The Hidden Motivation That Underlies the Hero’s Motivation
Watch most movies and you’ll often miss the hero’s motivation. Yet it’s clear right from the start. Most people think “Independence Day” is about the human race fighting back against aliens, but that’s not the real story. If you watch an early scene of “Independence Day,” you’ll find that the president (the hero) is being attacked by his critics as too weak and unfit for the job. Thus the hero’s motivation is to prove himself fit and strong enough to be president, and he achieves this goal by helping blow up the alien spaceship after the shields get knocked down.

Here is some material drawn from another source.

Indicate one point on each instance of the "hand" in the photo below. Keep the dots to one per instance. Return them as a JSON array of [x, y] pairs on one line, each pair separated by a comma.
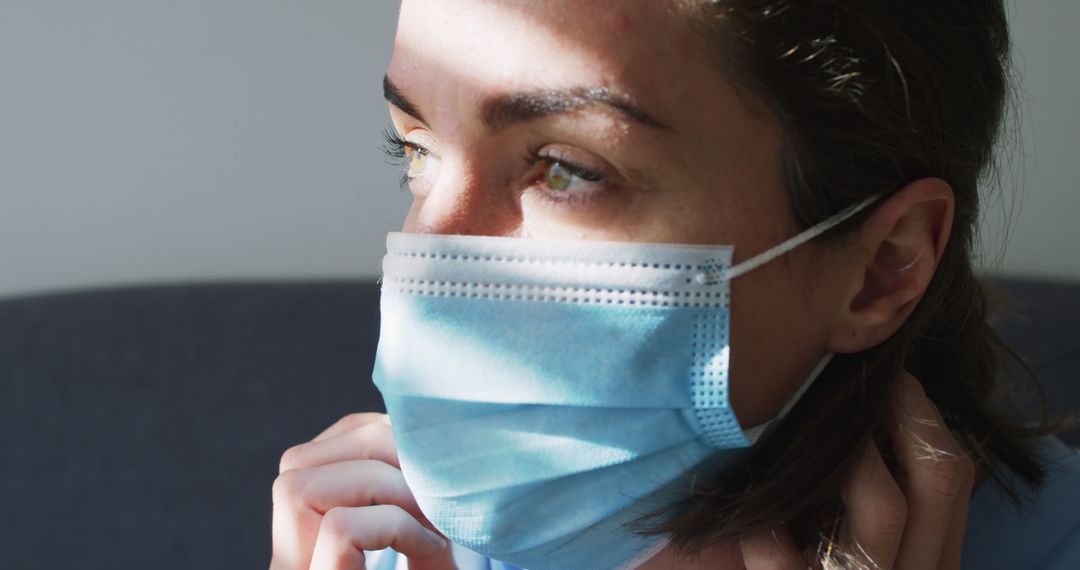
[[341, 493], [914, 521]]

Pick another movie like “Aliens” and you might think it’s nothing more than Ripley (the hero) fighting a bunch of aliens with the help of space marines and advanced weaponry. Yet the real story is that Ripley has been in suspended animation for so long that she never got to see her daughter grow up. Now her daughter’s dead.
Thus when Ripley finds the little girl surviving alone in an alien-infested colony, Ripley’s motivation is to protect this girl because it’s like protecting the daughter she never got to meet.
In “Terminator 2,” the story might seem to be about a terminator fighting a more advanced liquid metal terminator to save the world. However, the real goal is for the hero (the good terminator) to learn that killing is wrong.
When you look at “Independence Day,” “Aliens,” and “Terminator 2,” your an early miss the real story hidden underneath the action. The action serves only to give the hero a path to achieving the motivation.
Thus every good hero has an inner motivation and an external motivation. The inner motivation is something that happened in the past.
In “Independence Day,” this past occurs when critics constantly attack the president for not being strong and fit to be president.
In “Aliens,” this past occurs when Ripley learns she’s been asleep for so long that she never got to see her daughter.
In “Terminator 2,” this past occurs when the hero (the good Terminator) has been programmed to kill and arrives on Earth thinking that’s his sole purpose in life.
Your hero needs inner motivation from the past. Then to achieve this inner motivation, your hero needs outer motivation in the present.
The biggest mistakes screenwriters make is they omit the past from the hero’s background. Without a past, you have no inner motivation.
So make sure your hero has an inner motivation (from the past) and an outer motivation to achieve this inner motivation goal. That’s the key to writing a complete and well-rounded story.